May 2010 – June 2013
Laughing Moon’s Dore corset from pattern #100. Sewn as a single layer of coutil with internal bone casings. 11″ busk, size 00 eyelets, 1/4″ boning throughout: a combination of spiral steel, spring steel, and cable ties. Here’s an inside view.
This corset was finished in 2010 but never worn. It was intended as an upgrade to my Victorian undies, but just wasn’t an improvement over the first Dore (see Corset and Undies in the gallery). I rediscovered it three years later, stashed in the corset supplies box, and decided on a whim to see if it could be salvaged.
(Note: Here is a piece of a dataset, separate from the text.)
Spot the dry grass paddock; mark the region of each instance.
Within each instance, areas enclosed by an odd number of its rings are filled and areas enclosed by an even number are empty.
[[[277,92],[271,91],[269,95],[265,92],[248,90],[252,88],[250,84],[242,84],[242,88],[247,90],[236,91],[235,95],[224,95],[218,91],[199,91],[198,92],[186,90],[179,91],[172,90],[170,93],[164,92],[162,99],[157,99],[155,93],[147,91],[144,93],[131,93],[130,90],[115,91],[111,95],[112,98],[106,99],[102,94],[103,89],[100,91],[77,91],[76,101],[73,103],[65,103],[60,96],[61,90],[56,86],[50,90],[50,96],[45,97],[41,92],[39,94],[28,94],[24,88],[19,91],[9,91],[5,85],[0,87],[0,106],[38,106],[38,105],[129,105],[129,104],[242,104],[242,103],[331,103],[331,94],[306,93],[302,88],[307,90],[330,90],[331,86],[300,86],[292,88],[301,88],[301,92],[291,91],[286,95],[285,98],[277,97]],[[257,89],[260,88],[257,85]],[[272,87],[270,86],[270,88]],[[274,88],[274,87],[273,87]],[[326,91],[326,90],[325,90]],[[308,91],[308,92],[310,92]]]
The corset had been boned like the first Dore – entirely in spring steel – which I removed from all channels except the two that surround the eyelets. Spiral boning was the replacement, and added every 2 – 3″ apart. The casings in-between the spirals were filled with cable ties to keep everything smooth. I left the channel next to the busk empty. The end result: a lighter, more flexible corset which is equally comfortable yet more curvy than Dore version #1. The only other modification was to the center front. It’s cut to mid-bust, which is 3/8″ lower than my original over-bust version.
Dore #1 was lined in cotton and is still going strong with no evidence of wear at the stress points. It’s only been worn a few times a year (and taken on and off for countless fittings). With the bone casings and coutil facings, I expect this new corset to hold up forever. These features do add more bulk along the edges, and the corset is bound in cotton lawn to that end. There is one good thing about an abandoned project: if you leave it long enough, you forget how much work went into it. Finishing it up feels like a walk in the park.